When the mice brain cells glowed, the researchers knew they were onto something. The study, from a team at Emory University School of Medicine, Atlanta Veterans Affairs Medical Center and Tzu Chi University, announces a novel, non-invasive, regenerative method called optochemogenetics that could improve stroke recovery (J. Neuroscience 10.1523/JNEUROSCI.2010-18.2019).
The second leading cause of death worldwide, according to the World Health Organization, stroke often causes structural damage and functional deficits. Research suggests that neuroprotective treatments for stroke are largely ineffective but that regenerative methods may offer the structural and functional improvements patients and their families are looking for.
“In stem cell transplantation therapy in basic or clinical research, transplanted cells are usually left in the implanted site(s) without continuous care and guiding signals to support these cells… Optochemogenetics can take the full advantage of optogenetics as well as a drug treatment,” lead author Shan Ping Yu explains.
Combining the best of both worlds
So, what is optochemogenetics?

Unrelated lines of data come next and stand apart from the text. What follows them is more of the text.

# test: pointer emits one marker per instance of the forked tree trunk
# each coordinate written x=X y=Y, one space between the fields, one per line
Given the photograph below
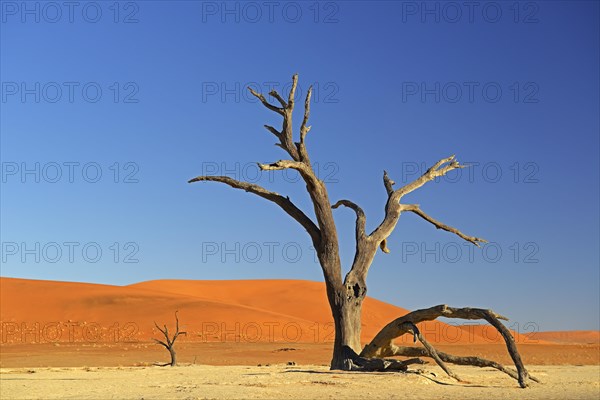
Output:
x=346 y=297
x=347 y=322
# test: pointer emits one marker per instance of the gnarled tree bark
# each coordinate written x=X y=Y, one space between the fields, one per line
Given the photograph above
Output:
x=346 y=295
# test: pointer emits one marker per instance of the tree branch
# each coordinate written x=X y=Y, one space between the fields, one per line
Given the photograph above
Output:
x=439 y=169
x=284 y=202
x=279 y=98
x=382 y=345
x=388 y=183
x=432 y=352
x=360 y=217
x=304 y=129
x=439 y=225
x=393 y=206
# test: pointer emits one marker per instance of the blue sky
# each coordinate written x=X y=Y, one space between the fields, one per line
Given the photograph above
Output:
x=108 y=110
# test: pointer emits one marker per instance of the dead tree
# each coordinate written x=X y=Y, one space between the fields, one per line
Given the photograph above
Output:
x=346 y=294
x=169 y=342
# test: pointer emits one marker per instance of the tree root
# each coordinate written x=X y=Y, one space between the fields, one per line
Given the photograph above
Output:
x=354 y=362
x=382 y=345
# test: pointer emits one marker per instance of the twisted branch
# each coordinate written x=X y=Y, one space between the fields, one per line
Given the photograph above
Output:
x=284 y=202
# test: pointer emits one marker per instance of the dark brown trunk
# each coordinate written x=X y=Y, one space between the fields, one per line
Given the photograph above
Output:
x=346 y=308
x=173 y=357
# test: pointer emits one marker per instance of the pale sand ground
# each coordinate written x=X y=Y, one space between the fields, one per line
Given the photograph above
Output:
x=291 y=382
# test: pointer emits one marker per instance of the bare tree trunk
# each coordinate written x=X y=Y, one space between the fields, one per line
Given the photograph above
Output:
x=347 y=322
x=173 y=357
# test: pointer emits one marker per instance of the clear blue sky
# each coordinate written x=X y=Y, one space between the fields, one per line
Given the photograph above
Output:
x=150 y=94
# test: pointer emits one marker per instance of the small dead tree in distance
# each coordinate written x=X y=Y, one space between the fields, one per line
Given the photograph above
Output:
x=346 y=295
x=169 y=342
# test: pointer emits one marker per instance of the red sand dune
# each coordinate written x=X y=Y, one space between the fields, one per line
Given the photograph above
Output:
x=33 y=311
x=574 y=337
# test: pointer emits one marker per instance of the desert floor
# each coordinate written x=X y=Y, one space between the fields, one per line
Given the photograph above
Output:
x=261 y=370
x=290 y=382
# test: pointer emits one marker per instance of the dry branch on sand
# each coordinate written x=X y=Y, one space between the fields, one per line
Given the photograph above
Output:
x=169 y=342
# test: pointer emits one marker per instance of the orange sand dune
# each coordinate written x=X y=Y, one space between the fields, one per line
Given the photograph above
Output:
x=34 y=311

It’s a combination of two techniques – optogenetics and chemogenetics – that activate transplanted stem cells in the brain, promoting cell differentiation, growth and recovery. Optogenetics uses light to selectively activate transplanted stem cells. Because of this, it is invasive and limited by light scattering, meaning that light introduced by an optical fibre can only travel about 200 µm from the fibre tip. Chemogenetics uses chemically engineered molecules instead of light to activate cells, so that cells can be stimulated over larger brain regions. This feature is especially important because transplanted cells are mobile and capable of travelling long distances.
The researchers developed an optochemogenetics fusion protein, luminopsin 3 (LMO3), and introduced LMO3 to induced pluripotent stem-cell derived neural progenitor cells (iPS-NPCs). They then studied the behaviour of the LMO3–iPS-NPCs before injecting them into the brains of stroke-affected mice.

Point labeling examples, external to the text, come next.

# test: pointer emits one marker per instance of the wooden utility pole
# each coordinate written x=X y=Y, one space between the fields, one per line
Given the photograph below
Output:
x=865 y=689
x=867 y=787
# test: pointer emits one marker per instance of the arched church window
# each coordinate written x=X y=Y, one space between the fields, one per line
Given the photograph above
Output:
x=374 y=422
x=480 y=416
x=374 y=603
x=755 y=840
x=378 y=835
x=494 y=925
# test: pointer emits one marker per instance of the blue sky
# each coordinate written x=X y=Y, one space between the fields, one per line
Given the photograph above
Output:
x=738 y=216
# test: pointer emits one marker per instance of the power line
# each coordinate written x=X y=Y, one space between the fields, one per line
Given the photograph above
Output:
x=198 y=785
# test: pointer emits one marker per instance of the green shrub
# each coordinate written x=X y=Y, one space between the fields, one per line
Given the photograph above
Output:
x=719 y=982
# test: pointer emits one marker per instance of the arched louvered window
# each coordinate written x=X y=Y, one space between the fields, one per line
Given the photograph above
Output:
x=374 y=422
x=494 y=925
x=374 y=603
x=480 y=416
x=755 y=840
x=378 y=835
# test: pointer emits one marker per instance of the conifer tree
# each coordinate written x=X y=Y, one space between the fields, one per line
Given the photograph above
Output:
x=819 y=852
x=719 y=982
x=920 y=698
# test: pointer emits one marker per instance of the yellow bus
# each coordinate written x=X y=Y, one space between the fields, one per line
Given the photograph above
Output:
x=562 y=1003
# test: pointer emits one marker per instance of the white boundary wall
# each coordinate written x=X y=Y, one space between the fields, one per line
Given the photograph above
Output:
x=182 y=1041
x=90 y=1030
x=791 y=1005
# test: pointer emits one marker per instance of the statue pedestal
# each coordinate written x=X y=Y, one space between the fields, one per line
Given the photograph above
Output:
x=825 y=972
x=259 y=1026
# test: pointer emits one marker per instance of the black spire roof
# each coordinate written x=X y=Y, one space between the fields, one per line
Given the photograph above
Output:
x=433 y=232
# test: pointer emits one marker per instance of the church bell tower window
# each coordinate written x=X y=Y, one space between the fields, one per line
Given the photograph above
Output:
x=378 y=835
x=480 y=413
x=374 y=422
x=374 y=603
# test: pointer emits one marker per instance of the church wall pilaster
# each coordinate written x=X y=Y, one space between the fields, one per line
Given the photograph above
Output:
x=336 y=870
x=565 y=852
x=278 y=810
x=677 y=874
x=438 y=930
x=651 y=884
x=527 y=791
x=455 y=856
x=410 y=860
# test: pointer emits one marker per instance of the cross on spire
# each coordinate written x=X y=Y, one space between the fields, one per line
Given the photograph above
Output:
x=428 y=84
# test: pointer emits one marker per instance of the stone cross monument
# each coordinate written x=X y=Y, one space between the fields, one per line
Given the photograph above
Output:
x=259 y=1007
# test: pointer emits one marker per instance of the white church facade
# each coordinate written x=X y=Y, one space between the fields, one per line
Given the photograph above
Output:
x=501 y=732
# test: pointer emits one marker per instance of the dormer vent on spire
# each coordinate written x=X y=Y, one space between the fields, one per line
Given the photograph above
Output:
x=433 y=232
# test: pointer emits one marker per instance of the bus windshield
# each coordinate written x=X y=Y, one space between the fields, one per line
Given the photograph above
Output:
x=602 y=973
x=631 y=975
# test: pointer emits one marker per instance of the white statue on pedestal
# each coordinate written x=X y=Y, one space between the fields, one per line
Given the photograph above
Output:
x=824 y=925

iPS-NPCs have three desirable properties for research: they can be directly generated from adult cells; they propagate indefinitely; and they differentiate into almost every other body cell type, including neural cells. LMO3 is special because it allows LMO3–iPS-NPCs to glow and be activated by either an external light source or a substrate called CTZ.

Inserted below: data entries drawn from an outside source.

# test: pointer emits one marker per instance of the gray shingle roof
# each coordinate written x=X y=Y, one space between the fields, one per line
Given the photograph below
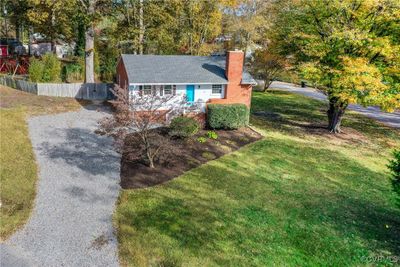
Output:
x=142 y=69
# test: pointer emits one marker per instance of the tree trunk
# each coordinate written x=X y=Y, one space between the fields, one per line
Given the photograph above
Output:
x=335 y=114
x=267 y=84
x=89 y=55
x=141 y=27
x=150 y=158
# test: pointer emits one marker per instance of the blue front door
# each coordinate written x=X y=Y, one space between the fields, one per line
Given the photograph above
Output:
x=190 y=93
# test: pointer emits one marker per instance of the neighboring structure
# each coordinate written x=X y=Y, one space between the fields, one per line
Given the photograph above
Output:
x=213 y=79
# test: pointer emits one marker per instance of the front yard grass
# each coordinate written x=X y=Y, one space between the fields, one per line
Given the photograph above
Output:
x=18 y=170
x=299 y=197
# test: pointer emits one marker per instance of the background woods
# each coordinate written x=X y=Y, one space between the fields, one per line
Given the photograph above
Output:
x=347 y=48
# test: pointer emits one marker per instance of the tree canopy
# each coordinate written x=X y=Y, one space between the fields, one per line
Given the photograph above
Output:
x=349 y=48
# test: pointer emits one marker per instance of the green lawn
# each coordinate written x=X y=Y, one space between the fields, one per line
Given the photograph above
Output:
x=18 y=170
x=299 y=197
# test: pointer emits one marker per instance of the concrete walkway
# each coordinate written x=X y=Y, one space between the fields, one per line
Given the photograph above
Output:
x=390 y=119
x=71 y=224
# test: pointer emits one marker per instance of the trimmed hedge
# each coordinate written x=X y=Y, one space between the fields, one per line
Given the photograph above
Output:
x=227 y=116
x=183 y=127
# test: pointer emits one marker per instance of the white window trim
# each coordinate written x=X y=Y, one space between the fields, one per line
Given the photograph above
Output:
x=219 y=93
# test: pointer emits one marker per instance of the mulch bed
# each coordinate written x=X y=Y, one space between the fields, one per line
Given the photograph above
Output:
x=190 y=154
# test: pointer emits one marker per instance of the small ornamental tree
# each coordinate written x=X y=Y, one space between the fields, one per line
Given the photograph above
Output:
x=349 y=48
x=142 y=119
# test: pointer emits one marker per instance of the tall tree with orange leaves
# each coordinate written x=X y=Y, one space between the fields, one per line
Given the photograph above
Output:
x=350 y=48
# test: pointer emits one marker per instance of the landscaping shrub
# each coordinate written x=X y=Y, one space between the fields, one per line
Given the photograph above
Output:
x=52 y=68
x=74 y=72
x=183 y=127
x=48 y=69
x=212 y=135
x=227 y=116
x=35 y=70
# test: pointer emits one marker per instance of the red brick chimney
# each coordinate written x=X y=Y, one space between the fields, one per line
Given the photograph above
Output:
x=234 y=65
x=235 y=91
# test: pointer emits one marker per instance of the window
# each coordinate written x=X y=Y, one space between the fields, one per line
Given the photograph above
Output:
x=167 y=89
x=216 y=89
x=147 y=90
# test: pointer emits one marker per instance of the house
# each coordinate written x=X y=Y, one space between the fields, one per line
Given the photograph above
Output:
x=202 y=79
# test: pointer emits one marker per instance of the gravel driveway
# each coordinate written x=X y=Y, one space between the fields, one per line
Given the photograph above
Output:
x=390 y=119
x=71 y=224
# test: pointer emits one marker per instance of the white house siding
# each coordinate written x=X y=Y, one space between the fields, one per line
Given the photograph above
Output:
x=202 y=92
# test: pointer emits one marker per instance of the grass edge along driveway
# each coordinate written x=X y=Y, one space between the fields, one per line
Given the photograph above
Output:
x=18 y=170
x=297 y=197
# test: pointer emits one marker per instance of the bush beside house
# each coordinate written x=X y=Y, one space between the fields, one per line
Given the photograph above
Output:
x=227 y=116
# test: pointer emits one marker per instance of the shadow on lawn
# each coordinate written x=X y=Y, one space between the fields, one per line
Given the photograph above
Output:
x=210 y=207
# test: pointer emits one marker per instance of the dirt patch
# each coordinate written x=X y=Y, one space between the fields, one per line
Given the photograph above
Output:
x=190 y=154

Increasing neuronal structure and connectivity
After introducing LMO3 to the iPS-NPCs, the researchers performed several experiments. They first studied the behaviour of LMO3–iPS-NPCs in vitro in three groups: LMO3–iPS-NPCs exposed to blue laser light (473 nm); to CTZ; and to no external stimulation. The researchers then used confocal microscopy to image neurites and neurite outgrowth. Western blot analysis showed that LMO3–iPS-NPCs activated by the blue light or CTZ glowed, promoted growth, and increased expressions of proteins and growth factors key to neural structure and function compared with the control group.
In the second experiment, the researchers triggered ischemic stroke in mice and injected LMO3–iPS-NPCs into the ischemic region. They monitored the status of the LMO3–iPS-NPCs using in vivo bioluminescence imaging and techniques including immunogold electron microscopy, hoping to observe LMO3 expression and the formation of synapses, a critical step for signal transmission between neural cells.
They saw that the LMO3–iPS-NPCs differentiated into mature neurons, and after digging deeper, found that the LMO3–iPS-NPCs glowed for about an hour after stimulation by intranasal injections of CTZ. Daily CTZ injections resulted in improved structural and functional recovery in stroke-affected mice. By avoiding having to cross the blood–brain barrier, CTZ appeared to have a synergistic effect on stroke recovery.
The team performed the third experiment using ex vivo brain slices and found that both CTZ and light stimulation facilitated synaptic transmission and induced neuroplasticity in forebrain slices. Further experiments are required to explain gender and age differences in recovery.
“All levels of studies – cellular, molecular, tissue, networks and behavioural – should be performed” to better understand the effects of the combined LMO3–iPS-NPC/CTZ treatment in the mouse model, and, ultimately, translate this into clinical human therapies, Shan Ping Yu says. The current research was conducted 2–3 days after ischemia was induced until 1–2 months after stroke. The fact that this is equivalent to a few human years raises hopes of a future treatment for structural and functional recovery after stroke.